“NON GIOISCO, MA NON PERDONO”: MARIA FALCONE SULLA MORTE DI RIINA
GRASSO: “LA PIETA’ NON FA DIMENTICARE IL SANGUE VERSATO” …. BINDI: “CON LUI NON MUORE LA MAFIA”
“Non gioisco per la sua morte, ma non posso perdonarlo. Come mi insegna la mia religione avrei potuto concedergli il perdono se si fosse pentito, ma da lui nessun segno di redenzione è mai arrivato”.
Così Maria Falcone, sorella del magistrato ucciso dalla mafia ha commentato la morte del boss Totò Riina.

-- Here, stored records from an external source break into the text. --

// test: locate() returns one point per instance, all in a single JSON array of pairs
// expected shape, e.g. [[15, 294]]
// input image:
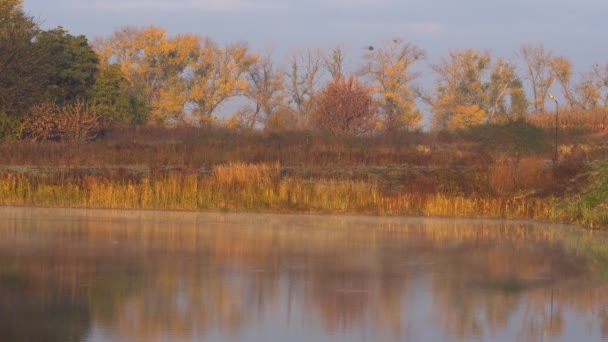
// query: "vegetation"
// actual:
[[133, 121]]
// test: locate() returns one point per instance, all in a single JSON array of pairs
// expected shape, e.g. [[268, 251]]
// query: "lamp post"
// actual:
[[556, 123]]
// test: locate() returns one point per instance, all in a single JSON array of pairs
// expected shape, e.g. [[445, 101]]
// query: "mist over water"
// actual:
[[99, 275]]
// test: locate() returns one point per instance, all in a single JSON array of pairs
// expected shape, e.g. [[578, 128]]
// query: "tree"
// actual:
[[303, 78], [345, 107], [461, 98], [265, 91], [217, 75], [539, 68], [504, 84], [471, 90], [71, 65], [562, 69], [389, 69], [20, 63], [155, 66], [334, 62], [114, 100]]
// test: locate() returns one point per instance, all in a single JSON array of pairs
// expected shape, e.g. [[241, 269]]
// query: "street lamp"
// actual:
[[556, 122]]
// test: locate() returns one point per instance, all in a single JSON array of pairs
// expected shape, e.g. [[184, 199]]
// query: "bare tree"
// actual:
[[305, 74], [540, 72], [334, 62], [265, 90]]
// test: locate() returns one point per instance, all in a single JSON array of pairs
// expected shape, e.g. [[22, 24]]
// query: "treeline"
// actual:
[[55, 86]]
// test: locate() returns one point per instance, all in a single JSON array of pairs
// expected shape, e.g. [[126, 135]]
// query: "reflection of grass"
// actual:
[[250, 187]]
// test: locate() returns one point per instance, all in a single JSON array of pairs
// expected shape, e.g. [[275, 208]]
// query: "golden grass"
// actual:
[[249, 187]]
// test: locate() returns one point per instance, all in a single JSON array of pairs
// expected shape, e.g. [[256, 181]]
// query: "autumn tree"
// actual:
[[562, 69], [592, 89], [345, 107], [265, 91], [389, 68], [471, 90], [460, 97], [218, 74], [538, 62], [155, 65], [334, 62], [305, 73], [503, 85], [114, 100]]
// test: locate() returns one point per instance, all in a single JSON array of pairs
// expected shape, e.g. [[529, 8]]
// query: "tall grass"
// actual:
[[248, 187]]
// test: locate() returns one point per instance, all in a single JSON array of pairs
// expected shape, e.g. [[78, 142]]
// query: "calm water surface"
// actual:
[[93, 275]]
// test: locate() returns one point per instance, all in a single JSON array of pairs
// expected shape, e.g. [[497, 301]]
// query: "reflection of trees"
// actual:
[[146, 276], [21, 318]]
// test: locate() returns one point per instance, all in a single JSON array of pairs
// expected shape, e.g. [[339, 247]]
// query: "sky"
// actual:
[[576, 29]]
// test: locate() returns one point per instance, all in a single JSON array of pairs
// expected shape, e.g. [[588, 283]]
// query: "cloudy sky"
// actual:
[[577, 29]]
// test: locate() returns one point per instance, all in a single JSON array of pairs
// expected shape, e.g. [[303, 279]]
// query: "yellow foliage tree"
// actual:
[[155, 65], [217, 75], [389, 69], [465, 116]]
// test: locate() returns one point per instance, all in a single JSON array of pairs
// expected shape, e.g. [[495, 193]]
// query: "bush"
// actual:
[[71, 123]]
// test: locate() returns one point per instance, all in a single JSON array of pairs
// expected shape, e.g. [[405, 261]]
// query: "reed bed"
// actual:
[[249, 187]]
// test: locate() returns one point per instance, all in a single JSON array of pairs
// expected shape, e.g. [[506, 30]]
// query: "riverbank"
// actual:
[[497, 172], [271, 188]]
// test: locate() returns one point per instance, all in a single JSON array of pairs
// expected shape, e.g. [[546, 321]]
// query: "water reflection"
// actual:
[[90, 275]]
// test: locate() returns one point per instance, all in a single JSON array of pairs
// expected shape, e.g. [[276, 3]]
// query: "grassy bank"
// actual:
[[249, 187], [498, 170]]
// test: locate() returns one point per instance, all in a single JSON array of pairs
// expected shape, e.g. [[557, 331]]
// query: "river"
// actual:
[[104, 275]]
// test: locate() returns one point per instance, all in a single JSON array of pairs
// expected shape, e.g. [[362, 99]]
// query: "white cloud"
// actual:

“Per quello che è stato il suo percorso mi pare evidente che non abbia mai mostrato segni di pentimento”, ha aggiunto. “Basta ricordare le recenti intercettazioni in cui gioiva della morte di Giovanni Falcone”, ha concluso Maria Falcone riferendosi alle conversazioni registrate in carcere tra Riina e un compagno di detenzione in cui il capomafia rideva ricordando di aver fatto fare al magistrato “la fine del tonno”.
Bindi: “Con lui non muore la mafia”.
“La fine di Riina non è la fine della mafia siciliana che resta un sistema criminale di altissima pericolosità “. Lo ha detto il presidente della commissione parlamentare antimafia, Rosy Bindi, ricordando che “Totò Riina è stato il capo indiscusso e sanguinario della Cosa Nostra stragista. Quella mafia era stata già sconfitta prima della sua morte, grazie al duro impegno delle istituzioni e al sacrificio di tanti uomini coraggiosi e giusti”.
Pietro Grasso: “La pietà non fa dimenticare il sangue versato”. “Totò Riina, uno dei capi più feroci e spietati di Cosa nostra, è morto. La pietà di fronte alla morte di un uomo non ci fa dimenticare quanto ha commesso nella sua vita, il dolore causato e il sangue versato. Porta con sè molti misteri che sarebbero stati fondamentali per trovare la verità su alleanze, trame di potere, complici interni ed esterni alla mafia, ma noi, tutti noi, non dobbiamo smettere di cercarla”. Così il presidente del Senato Pietro Grasso su Facebook commenta la morte del capo mafia.
Grasso continua: “Iniziò da Corleone negli anni 70 una guerra interna alla mafia per conquistarne il dominio assoluto, una sequela di omicidi che hanno insanguinato Palermo e la Sicilia per anni. Una volta diventato il Capo la sua furia si è abbattuta sui giornalisti, i vertici della magistratura e della politica siciliana, sulle forze dell’ordine, su inermi cittadini, sulle persone che con coraggio, senso dello Stato e determinazione hanno cercato di fermarne il potere”.
Il presidente del Senato aggiunge: “La strategia di attacco allo Stato ha avuto il suo culmine con le Stragi del 1992, ed è continuata persino dopo il suo arresto con gli attentati del 1993. Quando fu arrestato, lo Stato assestò un colpo decisivo alla sua organizzazione. In oltre 20 anni di detenzione non hai mai voluto collaborare con la giustizia”.